IMG_5289.JPGL'exposition commence au premier étage et se termine au rez de chaussée. Dans la première salle, avec les trois livres  réalisés avec le peintre Jean Capdeville et les poètes Jacques Dupin et Yves Peyré, sont exposés quatre  tableaux très noirs, très graphiques, très gestuels. D'Alexandre Hollan, deux grands fusains d'arbres et quelques petits formats montrent la proximité avec le livre qu'Yves Bonnefoy a voulu faire avec lui. Enfin quelques oeuvres légères et raffinées de René Laubiès accompagnent les lithographies exécutées pour le texte de Bernard Noël "La Fable et le vent".

IMG_5308.JPGDans la salle suivante le grand mur du fond est entièrement occupé par trois splendides quasi monochromes et deux diptyques de Frédéric Benrath, hommage rendu à l'artiste ami, décédé l'an dernier. La correspondance entre la profondeur, la subtilité de ces peintures et les gravures ou peintures qu'il a réalisées pour les différents ouvrages déployés dans les vitrines est évidente. Ainsi en est-il pour "Le voyage aux Iles des vestiges" que Michel Butor a écrit à partir de ses gravures, pour "Dans l'attente" de Louis Dire et d'autres encore.

IMG_5318.JPGLui font face des  gravures de Zao Wou Ki dont les livres fait avec Claude Roy et François Cheng s'étalent dans la vitrine qui jouxte celle consacrée à Frédéric Benrath. Le déploiement de cinq essais d'une des gravures permet de suivre le cheminement de l'artiste jusqu'à son aboutissement.

Sur la lancée du livre qu'elle venait de terminer avec Michel Deguy, dernière production des Editions Ecarts, à juste titre intitulé "Danaë dans le lit", Béatrice Casadesus a peint un triptyque et un papier. On y retrouve l'accord vibrant du bleu et de l'or qui font la splendeur de l'ouvrage.

Sur le palier qui mène à l'escalier on redécouvre le premier ouvrage paru aux Editions Ecarts en 1976 : "Les Illuminations" d'Arthur Rimbaud illustré par Claude Georges. L'accord entre textes et images est si fort qu'il en est bouleversant. Les quelques oeuvres du peinture accrochées sur les murs permettent de se remémorer la qualité de cet artiste décédé il y a 20 ans et injustement sous estimé.

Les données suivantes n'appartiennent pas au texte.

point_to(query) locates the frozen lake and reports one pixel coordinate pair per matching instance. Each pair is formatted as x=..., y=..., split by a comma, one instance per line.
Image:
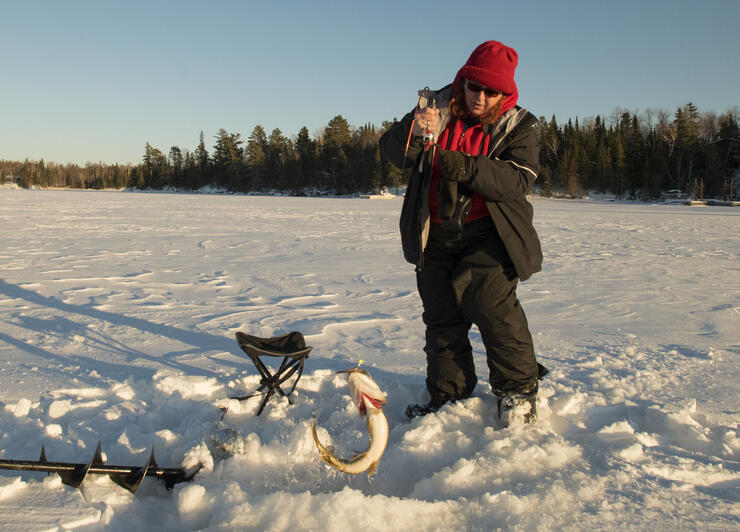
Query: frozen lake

IMG_5326.JPGDans la cage d'escalier les femmes détourées de Colette Deblé s'envolent jusqu'à la vitrine où se déploient les cinq livres imaginatifs, colorés, plein de vie qu'elle a réalisés avec Jean Lissarrague et des auteurs tel que Maurice Benhamou, Louis Dire ou le grand poète portugais Eugenio de Andrade.

Plus loin, quelques ouvrages manuscrits et enluminés à la main par Pierre Fichet ou Florence Lissarrague.

La dernière salle est consacrée  à la maquette du livre actuellement en cours : "Le sang sourd de la Nuit", texte que Gilbert Lascault a écrit spontanément, saisi par la force de certains dessins de Philippe Hélénon. Cette maquette est une ouverture sur l'avenir : l'aventure d'Ecarts n'est pas close, des livres sont en cours, à venir.

Jean LISSARRAGUE, Les Editions ECARTS. Poésie et peinture, le livre en partage. Centre Joë Bousquet et son temps - 53 rue de Verdun - 11000 Carcassonne (Tél : 04 68 72 50 83) jusqu'au 28 février. ouvert du mardi au samedi de 9 h à 12 h et de 14 h à 18 h.